DESCRIPTION (provided by applicant): We have discovered that distinct tunneling signals can be generated for all four nucleosides (and 5-methyldeoxycytidine) using one pair of tunneling electrodes functionalized with a simple reagent containing a hydrogen-bond donor and a hydrogen bond acceptor. The goals of this proposal are to extend the measurements to nucleotides in aqueous electrolyte, and then to small oligomers. We will quantify the fraction of single-molecule reads and determine the factors that control this fraction with the goal of eliminating signals that come from more than one nucleotide in the gap at a time. We will explore the factors that control the width of the distribution of current signals for all four bases (and 5-methyl C) with the goal of improving the discrimination of a single read. We will measure the fraction of successful reads and characterize the time required for the complex (that gives rise to the signal) to form in the tunnel gap. From these measurements, we will identify improvements needed to increase the readout efficiency and also develop criteria for design of a nanopore sequencing system equipped with tunneling electrodes. The reagents developed during the course of this research will be made available to other research groups developing nanopore sequencers that use electron tunneling as the readout. PUBLIC HEALTH RELEVANCE: At least seven NIH-supported groups are exploring sequencing methods that propose to use electron tunneling as the readout for a nanopore sequencer, an approach that might greatly reduce the cost of sequencing. We have shown that all four nucleosides and 5-methyl cytidine can be read by functionalized electrodes and we will develop reagents suitable for DNA sequencing in aqueous electrolyte and make these widely available.

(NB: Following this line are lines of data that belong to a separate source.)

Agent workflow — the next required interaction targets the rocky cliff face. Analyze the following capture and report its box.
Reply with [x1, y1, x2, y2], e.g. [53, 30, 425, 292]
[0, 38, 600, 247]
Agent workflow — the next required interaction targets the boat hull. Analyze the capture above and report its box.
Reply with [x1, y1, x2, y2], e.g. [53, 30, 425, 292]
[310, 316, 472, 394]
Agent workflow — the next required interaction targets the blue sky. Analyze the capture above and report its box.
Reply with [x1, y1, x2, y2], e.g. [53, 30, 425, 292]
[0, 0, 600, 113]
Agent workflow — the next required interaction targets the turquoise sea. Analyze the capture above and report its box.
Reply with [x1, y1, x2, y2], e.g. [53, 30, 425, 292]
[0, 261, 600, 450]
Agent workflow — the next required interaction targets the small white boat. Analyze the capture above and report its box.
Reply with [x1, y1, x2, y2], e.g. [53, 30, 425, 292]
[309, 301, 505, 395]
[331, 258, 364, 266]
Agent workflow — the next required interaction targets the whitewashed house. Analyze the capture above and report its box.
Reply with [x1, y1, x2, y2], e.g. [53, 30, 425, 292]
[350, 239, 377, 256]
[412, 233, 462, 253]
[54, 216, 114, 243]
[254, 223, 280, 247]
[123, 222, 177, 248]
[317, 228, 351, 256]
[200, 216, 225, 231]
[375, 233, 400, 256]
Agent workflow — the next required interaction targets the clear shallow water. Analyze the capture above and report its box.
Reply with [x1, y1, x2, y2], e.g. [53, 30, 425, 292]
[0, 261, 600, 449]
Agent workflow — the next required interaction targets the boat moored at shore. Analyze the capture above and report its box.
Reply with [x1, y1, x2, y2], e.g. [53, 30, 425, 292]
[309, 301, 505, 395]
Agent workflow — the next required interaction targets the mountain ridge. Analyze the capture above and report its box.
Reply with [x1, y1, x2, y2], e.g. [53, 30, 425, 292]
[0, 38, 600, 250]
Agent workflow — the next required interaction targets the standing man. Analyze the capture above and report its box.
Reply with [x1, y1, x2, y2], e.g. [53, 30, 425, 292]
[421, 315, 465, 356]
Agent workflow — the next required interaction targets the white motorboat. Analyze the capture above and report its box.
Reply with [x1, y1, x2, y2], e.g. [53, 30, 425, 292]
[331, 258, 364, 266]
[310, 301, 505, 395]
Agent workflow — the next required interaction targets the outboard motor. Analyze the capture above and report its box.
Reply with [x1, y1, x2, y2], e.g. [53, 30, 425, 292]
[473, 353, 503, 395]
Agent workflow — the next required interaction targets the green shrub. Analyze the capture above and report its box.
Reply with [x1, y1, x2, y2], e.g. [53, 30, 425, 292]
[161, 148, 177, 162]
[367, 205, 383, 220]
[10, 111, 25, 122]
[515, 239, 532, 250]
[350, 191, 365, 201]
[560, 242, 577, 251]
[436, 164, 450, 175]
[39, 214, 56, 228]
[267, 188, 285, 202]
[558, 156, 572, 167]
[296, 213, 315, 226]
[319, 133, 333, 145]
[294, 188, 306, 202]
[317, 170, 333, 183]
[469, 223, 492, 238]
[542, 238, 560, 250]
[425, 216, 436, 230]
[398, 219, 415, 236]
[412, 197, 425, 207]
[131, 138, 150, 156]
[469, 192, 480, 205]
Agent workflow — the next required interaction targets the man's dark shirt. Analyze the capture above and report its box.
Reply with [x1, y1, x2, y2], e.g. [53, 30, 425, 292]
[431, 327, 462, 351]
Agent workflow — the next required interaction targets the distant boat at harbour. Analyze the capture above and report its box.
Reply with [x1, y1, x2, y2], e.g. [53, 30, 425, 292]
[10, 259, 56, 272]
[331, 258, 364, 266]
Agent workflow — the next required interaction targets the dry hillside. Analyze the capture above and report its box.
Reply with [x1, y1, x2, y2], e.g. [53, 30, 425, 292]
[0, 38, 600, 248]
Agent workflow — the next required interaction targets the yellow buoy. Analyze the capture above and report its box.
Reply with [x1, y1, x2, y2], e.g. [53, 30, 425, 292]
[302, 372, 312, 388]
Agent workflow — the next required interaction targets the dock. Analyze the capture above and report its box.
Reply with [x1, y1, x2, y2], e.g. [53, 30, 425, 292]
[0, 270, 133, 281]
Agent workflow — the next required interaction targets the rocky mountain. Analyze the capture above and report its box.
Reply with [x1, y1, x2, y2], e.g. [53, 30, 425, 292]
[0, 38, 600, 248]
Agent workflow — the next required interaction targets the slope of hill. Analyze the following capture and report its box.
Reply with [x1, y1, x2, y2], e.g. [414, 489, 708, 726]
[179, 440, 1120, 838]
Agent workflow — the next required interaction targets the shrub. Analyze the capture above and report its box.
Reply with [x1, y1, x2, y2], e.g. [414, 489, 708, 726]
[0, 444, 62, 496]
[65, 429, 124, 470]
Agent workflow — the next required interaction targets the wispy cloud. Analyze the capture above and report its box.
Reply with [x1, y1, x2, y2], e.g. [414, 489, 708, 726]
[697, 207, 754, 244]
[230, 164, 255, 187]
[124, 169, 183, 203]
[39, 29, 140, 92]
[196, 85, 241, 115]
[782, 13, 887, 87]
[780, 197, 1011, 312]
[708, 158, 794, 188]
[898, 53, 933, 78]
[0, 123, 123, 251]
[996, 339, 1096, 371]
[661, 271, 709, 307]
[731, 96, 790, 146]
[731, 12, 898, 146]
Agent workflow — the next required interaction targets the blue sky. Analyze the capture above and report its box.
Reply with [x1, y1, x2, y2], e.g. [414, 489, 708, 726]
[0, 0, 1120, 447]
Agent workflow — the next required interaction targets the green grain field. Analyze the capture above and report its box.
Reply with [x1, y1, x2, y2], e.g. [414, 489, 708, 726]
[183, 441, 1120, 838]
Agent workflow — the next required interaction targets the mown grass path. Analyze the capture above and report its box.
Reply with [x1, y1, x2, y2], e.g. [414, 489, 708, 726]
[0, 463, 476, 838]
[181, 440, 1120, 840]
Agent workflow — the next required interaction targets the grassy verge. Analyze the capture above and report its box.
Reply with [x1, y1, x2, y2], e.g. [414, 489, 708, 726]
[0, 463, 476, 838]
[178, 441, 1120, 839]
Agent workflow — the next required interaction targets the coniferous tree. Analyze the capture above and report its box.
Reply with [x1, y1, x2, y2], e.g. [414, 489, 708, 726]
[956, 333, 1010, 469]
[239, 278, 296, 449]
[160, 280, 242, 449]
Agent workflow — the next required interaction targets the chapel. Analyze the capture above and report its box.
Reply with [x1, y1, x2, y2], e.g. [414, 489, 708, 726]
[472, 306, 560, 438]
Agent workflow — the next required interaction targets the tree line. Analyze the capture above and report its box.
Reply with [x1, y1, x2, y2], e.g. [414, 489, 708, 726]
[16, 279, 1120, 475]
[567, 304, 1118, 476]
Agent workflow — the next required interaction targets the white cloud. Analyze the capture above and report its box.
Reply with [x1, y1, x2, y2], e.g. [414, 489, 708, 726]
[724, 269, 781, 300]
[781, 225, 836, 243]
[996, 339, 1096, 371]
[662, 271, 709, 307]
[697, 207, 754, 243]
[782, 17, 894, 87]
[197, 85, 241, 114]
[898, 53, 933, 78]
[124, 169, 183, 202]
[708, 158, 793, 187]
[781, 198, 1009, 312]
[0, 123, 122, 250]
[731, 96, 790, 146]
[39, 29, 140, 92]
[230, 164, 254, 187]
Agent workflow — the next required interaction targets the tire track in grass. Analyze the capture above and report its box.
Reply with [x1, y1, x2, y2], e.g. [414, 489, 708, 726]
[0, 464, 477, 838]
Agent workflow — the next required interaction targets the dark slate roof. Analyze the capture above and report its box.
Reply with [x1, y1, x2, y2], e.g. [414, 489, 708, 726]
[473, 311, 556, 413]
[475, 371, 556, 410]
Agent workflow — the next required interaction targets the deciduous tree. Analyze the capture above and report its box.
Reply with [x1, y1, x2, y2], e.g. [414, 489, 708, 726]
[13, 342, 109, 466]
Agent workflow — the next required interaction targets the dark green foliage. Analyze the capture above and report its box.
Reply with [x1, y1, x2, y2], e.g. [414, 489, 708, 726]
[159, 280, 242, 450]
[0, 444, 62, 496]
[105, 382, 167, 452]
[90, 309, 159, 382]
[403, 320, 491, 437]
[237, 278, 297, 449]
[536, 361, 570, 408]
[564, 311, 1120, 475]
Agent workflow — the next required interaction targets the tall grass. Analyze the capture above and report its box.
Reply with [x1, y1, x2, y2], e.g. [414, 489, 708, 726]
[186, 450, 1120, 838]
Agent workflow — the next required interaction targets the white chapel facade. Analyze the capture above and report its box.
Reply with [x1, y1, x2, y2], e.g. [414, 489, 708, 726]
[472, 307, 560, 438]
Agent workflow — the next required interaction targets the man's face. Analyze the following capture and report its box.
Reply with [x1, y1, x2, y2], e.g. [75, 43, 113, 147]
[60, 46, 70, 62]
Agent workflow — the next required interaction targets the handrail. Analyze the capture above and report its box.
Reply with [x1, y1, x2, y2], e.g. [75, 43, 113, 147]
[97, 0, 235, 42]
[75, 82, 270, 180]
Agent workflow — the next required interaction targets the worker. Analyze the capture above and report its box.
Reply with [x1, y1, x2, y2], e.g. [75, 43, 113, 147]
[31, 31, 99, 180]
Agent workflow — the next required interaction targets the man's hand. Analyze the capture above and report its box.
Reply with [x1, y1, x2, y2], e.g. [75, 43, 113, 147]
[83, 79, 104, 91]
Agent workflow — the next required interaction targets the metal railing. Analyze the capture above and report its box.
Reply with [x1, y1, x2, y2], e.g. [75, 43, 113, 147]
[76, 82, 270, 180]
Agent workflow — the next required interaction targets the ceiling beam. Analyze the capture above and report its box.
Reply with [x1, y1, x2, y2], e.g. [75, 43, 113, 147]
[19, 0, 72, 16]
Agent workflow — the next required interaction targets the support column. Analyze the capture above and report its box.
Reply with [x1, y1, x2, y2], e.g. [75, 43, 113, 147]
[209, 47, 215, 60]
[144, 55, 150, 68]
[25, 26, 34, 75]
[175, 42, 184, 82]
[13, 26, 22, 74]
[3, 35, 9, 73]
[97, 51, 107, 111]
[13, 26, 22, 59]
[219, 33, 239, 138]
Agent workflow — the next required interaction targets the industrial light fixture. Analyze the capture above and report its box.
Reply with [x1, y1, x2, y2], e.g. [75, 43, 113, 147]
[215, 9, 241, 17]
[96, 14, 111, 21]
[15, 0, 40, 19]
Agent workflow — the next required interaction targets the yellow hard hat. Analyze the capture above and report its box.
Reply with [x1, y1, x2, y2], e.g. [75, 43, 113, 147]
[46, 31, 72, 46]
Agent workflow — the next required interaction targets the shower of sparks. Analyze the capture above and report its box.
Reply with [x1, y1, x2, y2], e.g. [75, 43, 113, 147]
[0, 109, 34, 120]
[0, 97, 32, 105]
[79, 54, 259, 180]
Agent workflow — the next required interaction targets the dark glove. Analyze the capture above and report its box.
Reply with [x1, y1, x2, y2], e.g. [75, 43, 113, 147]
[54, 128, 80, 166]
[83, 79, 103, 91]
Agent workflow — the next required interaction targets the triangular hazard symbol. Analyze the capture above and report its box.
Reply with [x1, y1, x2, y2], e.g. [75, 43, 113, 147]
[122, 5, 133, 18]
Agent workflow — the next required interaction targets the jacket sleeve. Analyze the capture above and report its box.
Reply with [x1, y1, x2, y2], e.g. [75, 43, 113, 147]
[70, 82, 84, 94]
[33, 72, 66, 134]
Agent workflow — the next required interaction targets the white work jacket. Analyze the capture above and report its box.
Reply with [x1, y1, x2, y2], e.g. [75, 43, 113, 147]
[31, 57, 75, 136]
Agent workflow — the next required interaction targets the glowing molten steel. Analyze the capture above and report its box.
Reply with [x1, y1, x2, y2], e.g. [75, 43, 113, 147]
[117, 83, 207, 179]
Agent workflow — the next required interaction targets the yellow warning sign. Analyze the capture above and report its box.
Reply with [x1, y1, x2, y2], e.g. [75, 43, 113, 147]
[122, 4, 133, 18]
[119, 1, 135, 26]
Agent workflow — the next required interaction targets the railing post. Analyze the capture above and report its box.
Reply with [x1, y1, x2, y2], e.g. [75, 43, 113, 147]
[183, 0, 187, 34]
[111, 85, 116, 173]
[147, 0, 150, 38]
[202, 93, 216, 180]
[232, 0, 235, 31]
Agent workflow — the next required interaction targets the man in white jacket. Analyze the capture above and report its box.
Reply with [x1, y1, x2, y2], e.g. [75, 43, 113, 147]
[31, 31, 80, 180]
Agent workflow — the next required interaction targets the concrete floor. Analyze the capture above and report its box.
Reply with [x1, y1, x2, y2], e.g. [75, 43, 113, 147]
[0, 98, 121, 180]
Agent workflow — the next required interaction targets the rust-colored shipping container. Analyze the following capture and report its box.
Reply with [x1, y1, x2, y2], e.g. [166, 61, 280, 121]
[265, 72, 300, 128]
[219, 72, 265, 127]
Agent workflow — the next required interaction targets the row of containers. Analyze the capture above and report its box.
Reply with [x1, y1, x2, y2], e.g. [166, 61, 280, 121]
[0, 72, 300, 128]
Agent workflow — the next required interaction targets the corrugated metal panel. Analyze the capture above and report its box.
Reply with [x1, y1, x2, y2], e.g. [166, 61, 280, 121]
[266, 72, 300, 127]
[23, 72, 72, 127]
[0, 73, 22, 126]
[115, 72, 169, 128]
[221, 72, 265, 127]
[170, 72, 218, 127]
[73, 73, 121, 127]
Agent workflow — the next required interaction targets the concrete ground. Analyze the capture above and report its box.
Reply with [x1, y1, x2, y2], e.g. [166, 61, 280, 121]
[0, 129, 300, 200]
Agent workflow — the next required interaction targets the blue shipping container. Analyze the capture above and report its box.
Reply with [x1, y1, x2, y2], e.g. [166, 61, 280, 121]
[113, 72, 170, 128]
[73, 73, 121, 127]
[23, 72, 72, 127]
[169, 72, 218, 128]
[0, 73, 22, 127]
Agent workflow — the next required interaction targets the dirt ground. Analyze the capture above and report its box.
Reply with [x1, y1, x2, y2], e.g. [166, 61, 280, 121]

描述（由申请人提供）：我们发现，使用一对用包含氢键供体和氢键受体的简单试剂功能化的隧道电极，可以为所有四种核苷（和5-甲基脱氧胞苷）产生不同的隧道信号。 该提案的目标是将测量扩展到水性电解质中的核苷酸，然后扩展到小寡聚物。 我们将量化单分子读数的分数，并确定控制这一分数的因素，目的是消除一次来自间隙中多个核苷酸的信号。 我们将探索控制所有四个碱基（和 5-甲基 C）电流信号分布宽度的因素，目的是提高单次读取的辨别力。 我们将测量成功读取的比例，并表征复合物（产生信号）在隧道间隙中形成所需的时间。 从这些测量中，我们将确定提高读出效率所需的改进，并制定配备隧道电极的纳米孔测序系统的设计标准。 在这项研究过程中开发的试剂将可供其他研究小组使用，这些研究小组正在开发使用电子隧道作为读数的纳米孔测序仪。 公共健康相关性：至少有七个 NIH 支持的团体正在探索测序方法，建议使用电子隧道作为纳米孔测序仪的读数，这种方法可能会大大降低测序成本。 我们已经证明，所有四种核苷和 5-甲基胞苷都可以通过功能化电极读取，我们将开发适合在水性电解质中进行 DNA 测序的试剂，并使这些试剂广泛使用。